春のやわらかな風が吹く紀ノ川沿い。澄んだ空の下、小学5年生たちが熱気あふれる実習に挑んでいた。
テーマは「和歌山の特産品を使ったおにぎり作り」。
和歌山の恵みをぎゅっと詰め込んだおにぎり。
その具材には、当店が提供した梅干しをはじめ、マグロ、醤油、備長炭、かつお節などが並ぶ。
子どもたちは、それぞれの食材の背景や特徴を学び、どんな組み合わせが一番おいしいのか、試行錯誤を重ねてきた。
「ぜひ子どもたちの発表を見に来てください!」と先生から声をかけてもらい、車を走らせること1時間。着いた先には、ワクワクした表情の子どもたちと、どこか誇らしげな先生方が待っていた。

各チームの発表時間になり、会場は活気が満ち、子どもたちの弾ける声が響く。
「この梅干し、すっぱさがクセになるんです!」 「かつお節と合わせると、うまみが爆発するんですよ!」

目を輝かせながら、一生懸命説明する姿に、心がぐっと掴まれる。
驚かされたのは、そのプレゼンテーションの完成度。

小学生とは思えないほど論理的で、要点がしっかり整理されていた。
食材の特性や組み合わせの工夫、試食を通じた感想まで、すべてが筋の通った説明。彼らはただ学ぶだけでなく、考え、伝える力をしっかりと身につけ発表していた。

そして、最も印象的だったのは、自分たちが握ったおにぎりを来場者へふるまう瞬間だった。
「いただきます!」
一口食べた人の表情がふわっと緩み、「おいしい!」の声が次々と上がる。そのたびに、子どもたちの顔もパッと明るくなり、嬉しさがはじける。

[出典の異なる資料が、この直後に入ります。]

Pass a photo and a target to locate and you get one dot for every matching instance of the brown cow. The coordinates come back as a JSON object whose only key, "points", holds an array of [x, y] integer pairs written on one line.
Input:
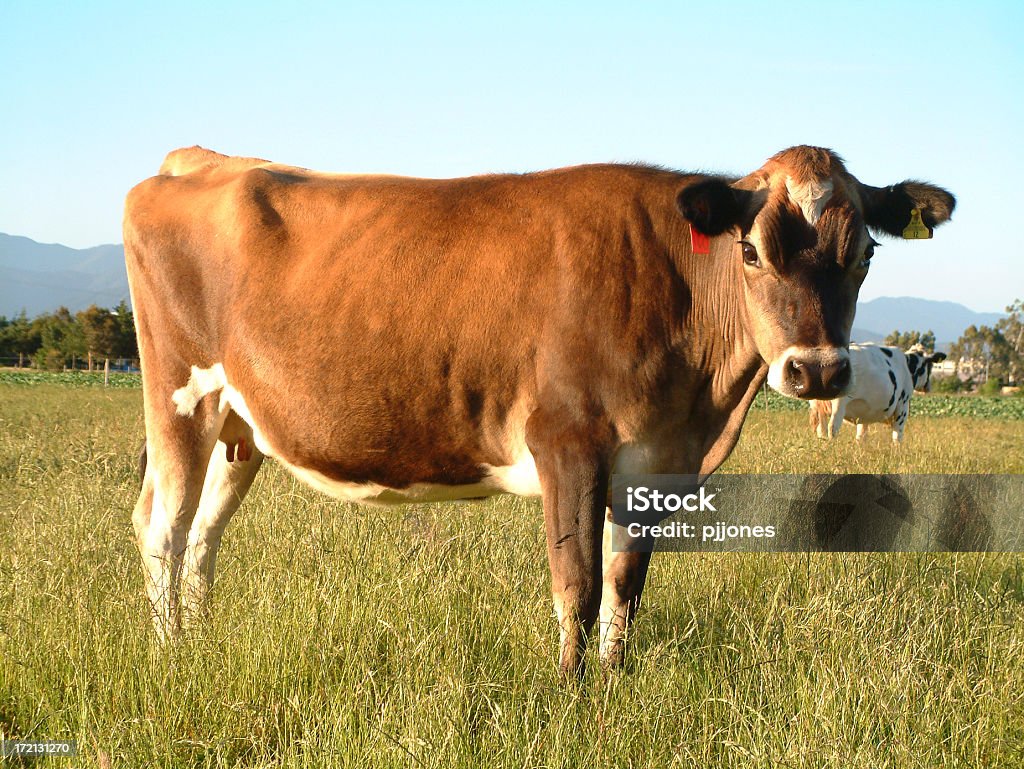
{"points": [[395, 339]]}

ただの社会実習じゃない。これは、食を通じた「伝える喜び」。
さらに、発表では梅干しの味ごとの違いを動画で紹介。
すっぱさに思わず顔をしかめたり、甘みのある梅干しを食べて「これ好き!」と笑顔を見せたり
そのリアルな反応こそが、梅干しの魅力を何よりも雄弁に語っていた。

食べることは、ただのお腹を満たすためだけではない。
味わい、語らい、笑い合う。そんな豊かな時間が、そこにはあった。
子どもたちの学びは、私たち大人にも新たな気づきをくれる。
「食べることは、人をつなぎ、心を動かす。」
和歌山の梅を通じて、私たちもそんな感動をもっと届けていきたいと思った日であった。